With the highest rate of unemployment since April this year and with the ruble suffering its lowest fall in over two years, Russia’s retail sales growth came to a virtual standstill.
As per a Federal Statistics Service statement from Moscow, from October last year retail sales rose by 1.7%, while unemployment climbed from 4.9% to 5.1%; tallying with the average estimate conducted by a 16-economist Bloomberg survey. Showing a fall after three months, there was an unexpected decrease of 7% in terms of investment.
What with the fastest inflation rate seen since July 2011 and the ruble’s nose-dive, consumer capital is on unsteady ground.

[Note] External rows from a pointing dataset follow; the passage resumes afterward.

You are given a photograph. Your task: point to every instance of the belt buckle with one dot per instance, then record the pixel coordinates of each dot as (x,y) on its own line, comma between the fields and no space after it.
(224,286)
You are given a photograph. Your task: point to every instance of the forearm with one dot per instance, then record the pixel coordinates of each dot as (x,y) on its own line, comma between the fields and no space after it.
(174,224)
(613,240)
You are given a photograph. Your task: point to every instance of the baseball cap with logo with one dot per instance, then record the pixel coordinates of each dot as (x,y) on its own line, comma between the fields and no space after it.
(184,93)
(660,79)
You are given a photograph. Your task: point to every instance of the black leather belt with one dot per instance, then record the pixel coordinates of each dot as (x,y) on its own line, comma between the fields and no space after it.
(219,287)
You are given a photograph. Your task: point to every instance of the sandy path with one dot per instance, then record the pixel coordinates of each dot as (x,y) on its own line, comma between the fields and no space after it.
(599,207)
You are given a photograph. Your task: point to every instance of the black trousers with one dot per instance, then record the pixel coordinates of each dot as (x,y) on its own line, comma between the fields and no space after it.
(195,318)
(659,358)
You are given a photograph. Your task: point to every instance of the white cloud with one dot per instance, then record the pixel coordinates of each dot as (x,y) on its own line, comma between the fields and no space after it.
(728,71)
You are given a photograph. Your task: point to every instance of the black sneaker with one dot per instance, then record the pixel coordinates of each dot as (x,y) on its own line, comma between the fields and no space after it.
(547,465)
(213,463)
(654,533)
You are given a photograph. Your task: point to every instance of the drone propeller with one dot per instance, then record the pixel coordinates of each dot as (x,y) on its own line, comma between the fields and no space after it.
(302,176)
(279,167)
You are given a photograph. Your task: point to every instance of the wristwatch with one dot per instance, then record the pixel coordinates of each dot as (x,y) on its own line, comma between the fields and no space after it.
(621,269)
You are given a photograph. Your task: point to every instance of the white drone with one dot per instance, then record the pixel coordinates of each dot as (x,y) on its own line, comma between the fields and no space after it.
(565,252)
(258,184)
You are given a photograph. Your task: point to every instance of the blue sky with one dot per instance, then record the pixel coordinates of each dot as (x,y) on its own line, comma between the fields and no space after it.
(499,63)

This has become a thorn in the side of domestic demand, which is already afflicted by capital flight, higher interest rates and EU and US sanctions because of the Ukrainian conflict.
According to an estimate published on October 30 by a Bloomber Survey of 27 economists, there is a 70% chance that the next 12 months will witness recession.
Oil, Russia’s chief export earner, fell to its lowest in four years, prompting the central bank to cut the forecast for Russia’s economic growth last week.
A Bloomberg study rates it the worst currency among 170 others worldwide, as it declined by 20% against the dollar over the last three months.
A base-case scenario by the central bank forecasts an expansion of 0.3% for the economy this year, but a stagnation in 2015. This is based on the assumption of a $95 average for oil prices and sanctions still prevailing till 2017 end.